In a perfect world, a client feels that the settlement was reasonable and that he was fairly compensated for his injuries. However, there are times when a client might second guess the path his lawyer took towards that final settlement. In many cases, a client’s buyer’s remorse is simply that. There is not a viable legal malpractice case in that situation.
The lawyer’s job is to present settlement offers to the client. Lawyers can offer opinions on whether the offer is reasonable and can provide an estimate of “black board” damages. (The “black board number” is the maximum amount the client can recover under the law if they won at trial.) And the lawyer can explain the strengths and weaknesses of the case. The lawyer says whether they think the amount is a reasonable settlement. But in the end, it is solely the client’s decision whether or not to settle for the amount offered. Advice the attorney provides regarding settlement usually cannot form the basis of a legal malpractice lawsuit because of the attorney judgment rule.
There are some limited scenarios where a client can sue even if they settled. There are three primary situations where the client can still successfully sue: (1) when the attorney gave bad advice because he or she was negligent in preparing, (2) when the lawyer made technical errors in the settlement document, and (3) when the attorney was negligent outside of the settlement discussions and that negligence forced the client into a position where he or she had to settle for pennies on the dollar.
Legal Malpractice Based on Negligent Preparation
People call us all of the time complaining that their attorney was not prepared for mediation. They feel their attorney should have know the case better or done more work before mediation. This generally is not the kind of negligent preparation that gives rise to a legal malpractice lawsuit.
Settlements are approved by the Court in some cases which makes a later legal malpractice case near impossible. For example, in a wrongful death settlement, the personal representative must state under oath that his attorney told him that he could have taken the case to trial and that he thought the value of the settlement was reasonable. It is hard to overcome that testimony in a later legal malpractice case.

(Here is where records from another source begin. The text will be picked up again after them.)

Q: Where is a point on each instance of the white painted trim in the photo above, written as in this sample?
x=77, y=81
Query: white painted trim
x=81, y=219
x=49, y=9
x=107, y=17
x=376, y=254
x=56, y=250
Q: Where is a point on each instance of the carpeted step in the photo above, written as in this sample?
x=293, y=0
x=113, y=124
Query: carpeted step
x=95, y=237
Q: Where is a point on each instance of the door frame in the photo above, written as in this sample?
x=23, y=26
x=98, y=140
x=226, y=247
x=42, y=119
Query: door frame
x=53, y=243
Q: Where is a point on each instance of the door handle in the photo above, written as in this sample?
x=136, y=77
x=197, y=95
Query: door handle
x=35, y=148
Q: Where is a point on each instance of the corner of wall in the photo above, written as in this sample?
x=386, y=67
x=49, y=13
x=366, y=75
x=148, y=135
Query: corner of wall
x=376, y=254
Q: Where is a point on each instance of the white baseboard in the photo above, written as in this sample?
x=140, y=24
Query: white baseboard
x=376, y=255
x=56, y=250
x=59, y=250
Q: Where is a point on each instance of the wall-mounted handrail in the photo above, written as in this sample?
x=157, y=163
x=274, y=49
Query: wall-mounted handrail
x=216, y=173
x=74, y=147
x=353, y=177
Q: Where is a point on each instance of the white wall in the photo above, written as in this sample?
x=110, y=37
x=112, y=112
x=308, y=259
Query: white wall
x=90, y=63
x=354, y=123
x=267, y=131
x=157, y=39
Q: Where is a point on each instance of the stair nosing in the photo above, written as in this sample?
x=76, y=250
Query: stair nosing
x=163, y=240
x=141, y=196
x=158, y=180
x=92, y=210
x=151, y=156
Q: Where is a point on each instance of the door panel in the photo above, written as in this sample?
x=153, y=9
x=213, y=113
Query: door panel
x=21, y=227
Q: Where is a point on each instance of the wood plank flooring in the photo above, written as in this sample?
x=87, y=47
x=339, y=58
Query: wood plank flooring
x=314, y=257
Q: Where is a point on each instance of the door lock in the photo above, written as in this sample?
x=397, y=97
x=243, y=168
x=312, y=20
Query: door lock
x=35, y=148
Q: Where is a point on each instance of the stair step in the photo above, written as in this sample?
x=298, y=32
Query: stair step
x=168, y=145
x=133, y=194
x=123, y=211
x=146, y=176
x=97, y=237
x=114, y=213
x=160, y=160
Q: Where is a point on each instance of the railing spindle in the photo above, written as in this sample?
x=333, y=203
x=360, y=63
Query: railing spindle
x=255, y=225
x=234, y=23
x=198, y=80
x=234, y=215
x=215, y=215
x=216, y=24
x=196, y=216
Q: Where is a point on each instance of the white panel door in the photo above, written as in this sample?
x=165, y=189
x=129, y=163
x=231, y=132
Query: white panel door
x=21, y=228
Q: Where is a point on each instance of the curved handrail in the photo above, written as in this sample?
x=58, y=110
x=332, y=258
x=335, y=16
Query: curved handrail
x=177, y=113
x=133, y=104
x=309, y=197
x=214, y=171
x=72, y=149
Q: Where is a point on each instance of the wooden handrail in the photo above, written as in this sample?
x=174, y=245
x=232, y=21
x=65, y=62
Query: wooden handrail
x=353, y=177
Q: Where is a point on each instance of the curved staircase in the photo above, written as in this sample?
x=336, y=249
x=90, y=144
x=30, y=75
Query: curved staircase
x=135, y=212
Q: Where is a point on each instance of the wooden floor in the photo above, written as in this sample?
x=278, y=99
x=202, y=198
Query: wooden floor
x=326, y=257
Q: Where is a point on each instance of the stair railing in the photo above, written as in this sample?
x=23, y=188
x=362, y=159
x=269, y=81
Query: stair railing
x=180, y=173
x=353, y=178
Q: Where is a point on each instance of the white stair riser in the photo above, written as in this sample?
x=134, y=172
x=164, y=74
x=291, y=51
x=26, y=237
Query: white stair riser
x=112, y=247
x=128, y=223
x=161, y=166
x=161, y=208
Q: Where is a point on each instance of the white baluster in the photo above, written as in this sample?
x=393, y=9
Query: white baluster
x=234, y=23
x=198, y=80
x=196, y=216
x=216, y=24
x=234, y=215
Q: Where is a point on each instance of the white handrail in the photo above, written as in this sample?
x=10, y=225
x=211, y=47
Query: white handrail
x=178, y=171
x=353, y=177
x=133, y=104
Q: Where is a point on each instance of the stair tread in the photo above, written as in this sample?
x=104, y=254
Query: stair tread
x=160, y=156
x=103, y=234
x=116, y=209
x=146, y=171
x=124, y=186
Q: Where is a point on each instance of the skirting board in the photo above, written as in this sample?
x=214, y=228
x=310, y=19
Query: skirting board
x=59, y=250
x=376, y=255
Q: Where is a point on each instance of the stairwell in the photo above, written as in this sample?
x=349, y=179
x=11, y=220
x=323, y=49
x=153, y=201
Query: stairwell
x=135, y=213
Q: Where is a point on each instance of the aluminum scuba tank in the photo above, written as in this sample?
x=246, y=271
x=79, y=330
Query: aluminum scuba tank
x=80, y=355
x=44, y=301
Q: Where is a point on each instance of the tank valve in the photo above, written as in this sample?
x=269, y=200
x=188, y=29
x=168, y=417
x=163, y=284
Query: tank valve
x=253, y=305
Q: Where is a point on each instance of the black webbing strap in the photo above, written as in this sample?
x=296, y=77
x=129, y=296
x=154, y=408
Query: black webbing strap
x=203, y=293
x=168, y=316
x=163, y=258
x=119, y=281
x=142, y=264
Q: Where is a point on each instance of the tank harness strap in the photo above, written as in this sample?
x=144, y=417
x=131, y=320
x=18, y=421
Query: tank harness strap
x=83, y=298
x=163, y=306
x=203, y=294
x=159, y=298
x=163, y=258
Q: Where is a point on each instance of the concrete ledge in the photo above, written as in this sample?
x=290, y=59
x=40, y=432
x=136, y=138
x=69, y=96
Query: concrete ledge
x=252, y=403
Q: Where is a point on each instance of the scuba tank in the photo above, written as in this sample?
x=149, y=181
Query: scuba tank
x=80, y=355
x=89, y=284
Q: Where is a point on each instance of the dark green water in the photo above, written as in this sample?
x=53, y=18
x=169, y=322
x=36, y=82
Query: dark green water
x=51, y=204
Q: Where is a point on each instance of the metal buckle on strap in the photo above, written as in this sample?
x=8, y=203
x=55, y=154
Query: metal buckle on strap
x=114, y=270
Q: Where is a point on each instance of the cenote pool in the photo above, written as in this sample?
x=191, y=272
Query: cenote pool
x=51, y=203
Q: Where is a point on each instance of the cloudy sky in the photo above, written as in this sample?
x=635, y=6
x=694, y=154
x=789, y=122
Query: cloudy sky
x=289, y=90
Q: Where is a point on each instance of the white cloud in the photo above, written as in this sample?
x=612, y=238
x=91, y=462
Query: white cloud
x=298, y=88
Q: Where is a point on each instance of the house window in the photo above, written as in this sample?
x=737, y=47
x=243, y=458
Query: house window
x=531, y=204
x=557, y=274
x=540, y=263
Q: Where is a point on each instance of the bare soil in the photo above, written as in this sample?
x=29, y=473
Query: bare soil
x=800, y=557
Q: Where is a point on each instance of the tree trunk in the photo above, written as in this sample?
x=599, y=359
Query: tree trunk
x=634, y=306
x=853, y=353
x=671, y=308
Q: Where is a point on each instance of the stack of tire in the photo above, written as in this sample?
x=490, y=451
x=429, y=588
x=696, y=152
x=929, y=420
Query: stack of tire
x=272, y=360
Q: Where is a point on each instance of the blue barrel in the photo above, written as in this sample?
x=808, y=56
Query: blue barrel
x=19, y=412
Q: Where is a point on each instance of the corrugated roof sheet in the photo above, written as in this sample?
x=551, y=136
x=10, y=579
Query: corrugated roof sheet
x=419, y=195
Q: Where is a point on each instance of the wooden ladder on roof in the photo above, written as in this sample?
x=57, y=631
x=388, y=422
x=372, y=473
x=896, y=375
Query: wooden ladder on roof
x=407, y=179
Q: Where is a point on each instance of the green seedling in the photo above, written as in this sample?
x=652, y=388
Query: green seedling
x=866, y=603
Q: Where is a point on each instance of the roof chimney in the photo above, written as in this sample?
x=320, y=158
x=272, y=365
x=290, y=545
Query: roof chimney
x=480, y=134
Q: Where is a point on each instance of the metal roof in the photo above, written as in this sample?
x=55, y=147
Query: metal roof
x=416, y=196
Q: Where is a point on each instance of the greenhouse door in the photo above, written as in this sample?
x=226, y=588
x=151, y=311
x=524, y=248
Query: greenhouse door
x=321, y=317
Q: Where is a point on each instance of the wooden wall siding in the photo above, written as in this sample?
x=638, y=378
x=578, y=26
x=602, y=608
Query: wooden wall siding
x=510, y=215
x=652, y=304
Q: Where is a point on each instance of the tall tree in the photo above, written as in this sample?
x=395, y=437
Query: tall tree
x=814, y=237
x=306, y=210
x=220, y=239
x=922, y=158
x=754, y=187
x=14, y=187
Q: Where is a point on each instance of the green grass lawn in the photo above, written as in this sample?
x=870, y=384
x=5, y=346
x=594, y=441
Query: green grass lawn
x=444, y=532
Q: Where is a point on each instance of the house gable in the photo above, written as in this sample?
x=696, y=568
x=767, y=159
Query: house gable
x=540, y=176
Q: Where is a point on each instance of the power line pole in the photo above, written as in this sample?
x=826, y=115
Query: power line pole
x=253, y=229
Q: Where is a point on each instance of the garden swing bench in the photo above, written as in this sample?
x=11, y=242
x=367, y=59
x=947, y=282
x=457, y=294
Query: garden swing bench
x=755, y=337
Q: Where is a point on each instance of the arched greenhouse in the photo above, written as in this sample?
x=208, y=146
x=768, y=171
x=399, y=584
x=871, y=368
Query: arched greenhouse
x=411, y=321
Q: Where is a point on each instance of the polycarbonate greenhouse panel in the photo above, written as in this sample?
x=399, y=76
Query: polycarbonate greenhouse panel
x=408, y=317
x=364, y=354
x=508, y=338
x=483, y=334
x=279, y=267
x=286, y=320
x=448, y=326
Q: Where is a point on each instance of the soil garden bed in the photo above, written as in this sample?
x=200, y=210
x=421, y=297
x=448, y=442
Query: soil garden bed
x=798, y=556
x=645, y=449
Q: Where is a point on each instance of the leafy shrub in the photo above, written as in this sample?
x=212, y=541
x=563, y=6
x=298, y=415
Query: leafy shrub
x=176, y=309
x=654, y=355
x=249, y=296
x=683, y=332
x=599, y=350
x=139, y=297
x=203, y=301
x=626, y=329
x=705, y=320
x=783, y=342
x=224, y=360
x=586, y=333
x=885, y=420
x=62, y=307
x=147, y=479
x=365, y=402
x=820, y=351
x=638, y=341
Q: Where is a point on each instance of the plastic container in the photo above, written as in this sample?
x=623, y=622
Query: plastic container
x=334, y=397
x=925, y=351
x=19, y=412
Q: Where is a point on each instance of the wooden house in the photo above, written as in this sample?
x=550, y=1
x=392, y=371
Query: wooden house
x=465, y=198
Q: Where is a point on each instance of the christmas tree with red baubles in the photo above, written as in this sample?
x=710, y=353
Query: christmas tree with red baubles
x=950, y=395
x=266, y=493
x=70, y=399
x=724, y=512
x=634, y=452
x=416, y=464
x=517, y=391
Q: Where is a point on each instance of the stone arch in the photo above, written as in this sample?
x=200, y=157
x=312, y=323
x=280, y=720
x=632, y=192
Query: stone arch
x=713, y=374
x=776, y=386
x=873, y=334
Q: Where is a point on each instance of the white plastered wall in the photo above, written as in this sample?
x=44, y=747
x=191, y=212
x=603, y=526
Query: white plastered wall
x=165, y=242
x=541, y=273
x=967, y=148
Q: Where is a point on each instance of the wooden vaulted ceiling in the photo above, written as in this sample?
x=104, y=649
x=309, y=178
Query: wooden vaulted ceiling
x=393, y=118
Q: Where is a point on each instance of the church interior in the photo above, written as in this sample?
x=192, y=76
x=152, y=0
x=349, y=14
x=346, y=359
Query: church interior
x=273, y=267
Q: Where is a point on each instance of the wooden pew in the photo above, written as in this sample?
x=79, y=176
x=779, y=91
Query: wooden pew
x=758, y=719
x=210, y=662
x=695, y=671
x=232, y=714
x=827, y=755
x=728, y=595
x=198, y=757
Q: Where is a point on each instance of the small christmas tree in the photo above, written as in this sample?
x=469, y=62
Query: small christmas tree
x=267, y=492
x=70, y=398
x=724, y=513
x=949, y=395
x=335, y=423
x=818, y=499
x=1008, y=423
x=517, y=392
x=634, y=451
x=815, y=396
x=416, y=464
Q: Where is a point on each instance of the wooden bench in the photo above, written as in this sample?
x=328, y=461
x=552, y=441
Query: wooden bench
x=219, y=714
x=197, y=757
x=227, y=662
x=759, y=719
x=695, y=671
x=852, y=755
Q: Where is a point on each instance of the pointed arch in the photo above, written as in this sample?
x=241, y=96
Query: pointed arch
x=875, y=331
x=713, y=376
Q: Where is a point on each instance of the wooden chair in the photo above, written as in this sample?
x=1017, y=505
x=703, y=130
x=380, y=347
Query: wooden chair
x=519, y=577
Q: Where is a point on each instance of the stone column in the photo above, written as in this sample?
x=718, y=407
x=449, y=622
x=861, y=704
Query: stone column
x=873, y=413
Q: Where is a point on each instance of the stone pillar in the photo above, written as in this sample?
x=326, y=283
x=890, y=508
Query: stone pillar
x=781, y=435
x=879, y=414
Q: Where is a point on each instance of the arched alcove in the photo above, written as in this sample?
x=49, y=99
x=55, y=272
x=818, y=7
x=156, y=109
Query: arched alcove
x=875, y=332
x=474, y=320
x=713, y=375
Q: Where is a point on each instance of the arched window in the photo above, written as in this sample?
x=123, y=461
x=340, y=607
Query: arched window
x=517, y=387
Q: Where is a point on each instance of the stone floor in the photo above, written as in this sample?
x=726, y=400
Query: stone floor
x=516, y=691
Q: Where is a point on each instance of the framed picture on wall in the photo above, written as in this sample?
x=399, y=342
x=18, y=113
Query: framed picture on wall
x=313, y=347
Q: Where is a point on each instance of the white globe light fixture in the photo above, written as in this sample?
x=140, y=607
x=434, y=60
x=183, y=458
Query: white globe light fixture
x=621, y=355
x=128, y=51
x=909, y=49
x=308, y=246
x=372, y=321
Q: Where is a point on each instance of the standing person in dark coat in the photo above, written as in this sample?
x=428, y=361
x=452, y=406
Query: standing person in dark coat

The type of negligent preparation that gives rise to a legal malpractice case usually involves the lawyer doing something wrong when it comes to the calculation of damages or on the law that governs the lawsuit. For example, if the attorney fails to get a business valuation when the lawsuit involves a disagreement about the value of the business, that could be negligent. Or if the lawyer got the law wrong and gave the client bad advice on whether his claim was barred by an affirmative defense.
Technical Errors in the Settlement Documents
Sometimes, attorneys make mistakes in drafting the settlement agreement itself. The language might be ambiguous. Deadlines for structured payment might not be clear. Provisions within the agreement might conflict with each other. These types of errors can lead to a legal malpractice case.
Legal Malpractice Based on Negligence Outside of Settlement
Sometimes, an attorney makes such a grave error that the client must accept a piddly settlement or nothing at all. The client usually knows about the error in these circumstances. And usually, it is an error that would result in dismissal of the case. The defense pays pennies to settle in order to avoid the time and expense of filing a motion and going through an appeal.